Always to the frontier

Saturday, May 5, 2012

Where the Sand Meets the Forest

Sand is at once both an exotic and a mundane thing.  In the natural context, it evokes images of deserts, beaches, and river features, but it can be found in just about every environment on earth from the most hot and dry to the damp and cool.  Among of the most famous instances of sand in eastern interior North America are the dunes surrounding the Great Lakes, and usually pictures of the dunes involve grand sweeping vistas of sand towering over the beautiful azure expanses of Lake Michigan, particularly at Sleeping Bear.  Despite the presence of trees in such images, it can be easy to forget that this is not some exotic meeting of sea and desert, but a shifting landscape that is constantly at war with vegetation that threatens to stabilize the dunes.  The contrast between verdant forest and seemingly barren sand is striking.


The contrast is even more interesting when viewed from within the trees.  The early European explorers of the region tended to follow water courses in their travels into the interior, and so would not have approached the dunes from "behind", but it would have been interesting to see how they would react to a bright, nearly glowing wall of sand emerging from the canopy.


As one gets closer to the interface of sand and woods, the embrace of the two parts appears more to be a mutual action, in which neither side is willing to give in.

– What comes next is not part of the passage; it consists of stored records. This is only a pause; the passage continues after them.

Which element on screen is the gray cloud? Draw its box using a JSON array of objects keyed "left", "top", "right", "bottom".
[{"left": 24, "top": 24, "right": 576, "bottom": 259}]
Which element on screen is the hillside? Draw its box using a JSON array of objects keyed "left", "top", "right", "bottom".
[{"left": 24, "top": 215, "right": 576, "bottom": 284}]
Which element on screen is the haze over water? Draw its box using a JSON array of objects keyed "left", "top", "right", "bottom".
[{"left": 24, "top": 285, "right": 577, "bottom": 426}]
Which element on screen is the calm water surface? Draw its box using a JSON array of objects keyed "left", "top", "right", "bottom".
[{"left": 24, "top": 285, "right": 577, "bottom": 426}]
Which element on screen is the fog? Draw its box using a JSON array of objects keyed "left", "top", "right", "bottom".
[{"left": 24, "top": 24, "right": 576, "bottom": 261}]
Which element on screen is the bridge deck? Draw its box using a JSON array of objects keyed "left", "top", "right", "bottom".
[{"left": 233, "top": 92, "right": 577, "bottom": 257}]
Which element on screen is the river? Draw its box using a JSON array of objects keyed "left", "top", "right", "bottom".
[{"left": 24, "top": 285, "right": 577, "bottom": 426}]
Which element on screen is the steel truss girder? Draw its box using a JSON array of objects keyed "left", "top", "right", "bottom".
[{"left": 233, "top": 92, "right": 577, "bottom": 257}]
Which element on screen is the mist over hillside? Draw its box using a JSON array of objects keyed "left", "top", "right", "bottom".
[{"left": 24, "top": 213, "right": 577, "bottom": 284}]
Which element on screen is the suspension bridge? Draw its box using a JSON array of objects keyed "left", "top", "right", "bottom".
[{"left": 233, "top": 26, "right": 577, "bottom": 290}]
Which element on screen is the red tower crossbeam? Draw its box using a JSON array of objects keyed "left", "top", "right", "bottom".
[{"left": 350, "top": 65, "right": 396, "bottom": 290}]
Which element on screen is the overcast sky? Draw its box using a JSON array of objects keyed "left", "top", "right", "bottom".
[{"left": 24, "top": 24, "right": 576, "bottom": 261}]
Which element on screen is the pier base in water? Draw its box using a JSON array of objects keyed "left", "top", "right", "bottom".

Of course, such a meeting of turfs is somewhat commonplace near sandy shores.  The barrier islands of the Atlantic and Gulf Coasts of North America have excellent examples of this on a reduced scale, and even where dunes are not a factor, as in places where the receding glaciers left a lot of sand in their outwash plains along the upper Mississippi and Ottawa rivers, as well as much of northern Michigan, Minnesota, Ontario, Quebec, and along the extensions of lake beds of the ancient Great Lake shorelines, sand tends to take no prisoners in vegetation.  Pines, oaks, cacti, and grasses are often the only species that will dominate sandy soils, and a savanna in the eastern continent is a sure sign of sand below the green carpets.  As you can see from the pictures above, however, other trees are adaptable, and the result is a paradise of opposing worlds.